Since then Earth day has become a staple of the culture. Never really a national holiday, it might as well be. There are t-shirts, cards, flowers, celebrations, school assemblies all designed to “raise awareness of the environment” and, as intended with that first Earth Day, enact “positive” changes with regards to people’s actions and government’s response to what organizers see as an environmental crisis. Despite the fact that American opinions about the issue of environmentalism and climate change vary widely, you wouldn’t know it from the way in which Earth Day has permeated the popular culture.
The bottom line for all these “celebrations” is this: They’re not holidays. They’re annual political rallies.
So if we continue to stipulate the unproven but unceasingly alleged “for-profit” origins behind our traditional holidays, the real question then, becomes this: How is that any more cynical and mercenary than these new holidays of mass hysteria?
Is the for-profit creation of an atmosphere where people choose to be nice to one another worse than an NGO’s attempt to create a ritually annualized political rally seeking to generate good will and hope for the purpose of providing political cover for the government coercion of the populace?

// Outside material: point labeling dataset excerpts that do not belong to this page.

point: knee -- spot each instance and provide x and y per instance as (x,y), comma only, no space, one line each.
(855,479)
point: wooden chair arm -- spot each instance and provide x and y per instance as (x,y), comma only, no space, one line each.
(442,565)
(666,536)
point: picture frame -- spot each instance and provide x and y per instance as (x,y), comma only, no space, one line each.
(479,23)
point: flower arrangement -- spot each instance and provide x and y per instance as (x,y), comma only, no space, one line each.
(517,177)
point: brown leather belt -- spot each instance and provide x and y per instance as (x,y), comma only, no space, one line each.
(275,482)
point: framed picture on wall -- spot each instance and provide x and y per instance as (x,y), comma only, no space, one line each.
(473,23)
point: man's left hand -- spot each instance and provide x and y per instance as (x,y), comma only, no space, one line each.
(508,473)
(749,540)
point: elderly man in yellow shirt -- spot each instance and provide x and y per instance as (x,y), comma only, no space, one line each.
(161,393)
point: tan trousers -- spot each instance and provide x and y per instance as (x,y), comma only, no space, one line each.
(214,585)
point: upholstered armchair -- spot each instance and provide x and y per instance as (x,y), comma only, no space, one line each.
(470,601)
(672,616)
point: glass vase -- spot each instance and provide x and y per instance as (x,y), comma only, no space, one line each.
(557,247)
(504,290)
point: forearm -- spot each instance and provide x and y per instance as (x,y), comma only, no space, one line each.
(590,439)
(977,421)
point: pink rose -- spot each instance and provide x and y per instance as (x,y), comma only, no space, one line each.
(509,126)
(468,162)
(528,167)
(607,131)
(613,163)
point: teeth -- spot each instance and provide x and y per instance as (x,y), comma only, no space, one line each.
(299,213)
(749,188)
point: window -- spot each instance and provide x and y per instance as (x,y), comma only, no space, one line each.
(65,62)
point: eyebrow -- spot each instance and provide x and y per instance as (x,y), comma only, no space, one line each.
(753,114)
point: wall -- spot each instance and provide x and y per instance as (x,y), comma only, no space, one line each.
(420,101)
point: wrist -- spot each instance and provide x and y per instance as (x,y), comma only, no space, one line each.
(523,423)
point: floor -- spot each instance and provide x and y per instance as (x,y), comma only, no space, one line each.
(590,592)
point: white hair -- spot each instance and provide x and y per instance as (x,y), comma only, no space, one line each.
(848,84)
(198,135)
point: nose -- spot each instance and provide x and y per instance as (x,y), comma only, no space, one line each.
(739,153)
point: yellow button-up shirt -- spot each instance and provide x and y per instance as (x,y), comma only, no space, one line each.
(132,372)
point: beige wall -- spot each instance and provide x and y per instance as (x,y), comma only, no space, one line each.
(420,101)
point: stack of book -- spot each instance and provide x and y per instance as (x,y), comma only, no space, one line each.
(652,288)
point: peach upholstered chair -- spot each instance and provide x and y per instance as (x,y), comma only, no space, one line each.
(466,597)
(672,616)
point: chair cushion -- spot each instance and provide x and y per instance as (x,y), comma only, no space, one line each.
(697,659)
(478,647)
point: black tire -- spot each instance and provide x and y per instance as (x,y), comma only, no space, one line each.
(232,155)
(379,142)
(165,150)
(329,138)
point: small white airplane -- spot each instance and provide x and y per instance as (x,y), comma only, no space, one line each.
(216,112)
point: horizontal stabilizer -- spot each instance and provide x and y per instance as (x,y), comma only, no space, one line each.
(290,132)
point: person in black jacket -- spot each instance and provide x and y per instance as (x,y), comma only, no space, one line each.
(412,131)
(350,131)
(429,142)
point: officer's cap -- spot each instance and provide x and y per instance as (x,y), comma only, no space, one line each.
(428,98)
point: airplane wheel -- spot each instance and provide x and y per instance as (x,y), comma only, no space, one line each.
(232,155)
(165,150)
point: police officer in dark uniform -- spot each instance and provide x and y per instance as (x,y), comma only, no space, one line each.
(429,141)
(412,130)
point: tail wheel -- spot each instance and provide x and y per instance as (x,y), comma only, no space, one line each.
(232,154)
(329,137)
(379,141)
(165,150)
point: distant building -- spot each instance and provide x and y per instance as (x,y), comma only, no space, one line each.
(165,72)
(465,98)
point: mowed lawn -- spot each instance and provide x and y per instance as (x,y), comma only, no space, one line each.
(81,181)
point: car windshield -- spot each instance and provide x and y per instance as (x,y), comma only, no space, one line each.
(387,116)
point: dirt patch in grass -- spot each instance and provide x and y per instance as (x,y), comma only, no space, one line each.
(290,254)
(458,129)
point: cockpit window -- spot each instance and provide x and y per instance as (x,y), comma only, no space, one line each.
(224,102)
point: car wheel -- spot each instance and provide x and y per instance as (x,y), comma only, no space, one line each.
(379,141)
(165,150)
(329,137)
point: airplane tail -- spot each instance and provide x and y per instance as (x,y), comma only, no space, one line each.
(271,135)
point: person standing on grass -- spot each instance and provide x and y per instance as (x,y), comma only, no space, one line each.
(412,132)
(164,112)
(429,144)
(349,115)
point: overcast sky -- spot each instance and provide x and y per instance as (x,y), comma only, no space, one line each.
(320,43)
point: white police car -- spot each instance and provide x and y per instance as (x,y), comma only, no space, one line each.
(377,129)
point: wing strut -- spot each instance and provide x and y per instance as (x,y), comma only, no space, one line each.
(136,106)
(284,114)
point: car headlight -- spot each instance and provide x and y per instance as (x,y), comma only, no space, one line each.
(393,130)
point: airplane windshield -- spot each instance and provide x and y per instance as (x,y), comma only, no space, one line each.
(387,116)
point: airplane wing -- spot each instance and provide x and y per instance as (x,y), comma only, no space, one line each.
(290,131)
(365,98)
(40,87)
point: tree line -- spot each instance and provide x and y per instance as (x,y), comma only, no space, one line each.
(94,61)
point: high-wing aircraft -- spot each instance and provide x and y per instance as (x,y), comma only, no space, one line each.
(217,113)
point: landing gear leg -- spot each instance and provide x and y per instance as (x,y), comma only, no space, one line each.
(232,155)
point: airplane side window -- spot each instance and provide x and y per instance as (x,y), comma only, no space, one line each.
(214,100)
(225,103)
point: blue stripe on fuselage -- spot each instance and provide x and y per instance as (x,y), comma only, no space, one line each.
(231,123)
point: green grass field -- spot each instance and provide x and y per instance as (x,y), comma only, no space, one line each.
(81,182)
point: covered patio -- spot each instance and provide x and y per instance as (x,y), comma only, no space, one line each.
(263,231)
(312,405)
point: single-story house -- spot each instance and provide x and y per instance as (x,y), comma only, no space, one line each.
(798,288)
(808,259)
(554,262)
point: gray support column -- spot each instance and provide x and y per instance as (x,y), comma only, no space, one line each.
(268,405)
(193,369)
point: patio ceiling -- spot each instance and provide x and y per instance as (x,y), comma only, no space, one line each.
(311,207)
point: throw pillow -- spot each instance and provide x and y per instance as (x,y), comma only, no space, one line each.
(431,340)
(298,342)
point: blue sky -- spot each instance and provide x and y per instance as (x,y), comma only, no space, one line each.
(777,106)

Sure, you might feel bad about not sending Mom a card in May. But does that outweigh the fines and prison terms you might suffer for failing to comply with environmental restrictions that owe their existence in part because of pseudo-events such as Earth Day?
What’s troubling is that as it becomes socially acceptable to criticize the traditional holidays, it’s becoming increasingly difficult to throw even the smallest bit of shade upon the “justice” holidays. So those who would criticize the traditional holidays while propping up social justice events do double damage. On the one hand they attempt to discredit holidays where free, choice-based expressions of compassion, love, and the search for meaning are encouraged while simultaneously creating an atmosphere that appropriates those same drives and needs and drives them towards coercive goals.
Ultimately, the distinction becomes one between holidays and annualized political events—with intelligentsia and popular culture increasingly seeking to establish the primacy of the latter at the expense of the former. In a stunning display of cultural projection, the organizers of these truly manufactured activist holidays seek to negate the possibility that real expressions of love, awe and compassion can exist without some top-down and mercenary organization to them. Since everything activists create is a cynical appropriation of the human spirit, they can’t imagine or understand real expressions of human meaning, beauty, or emotion. They can’t imagine that anything could exist solely to enrich the soul.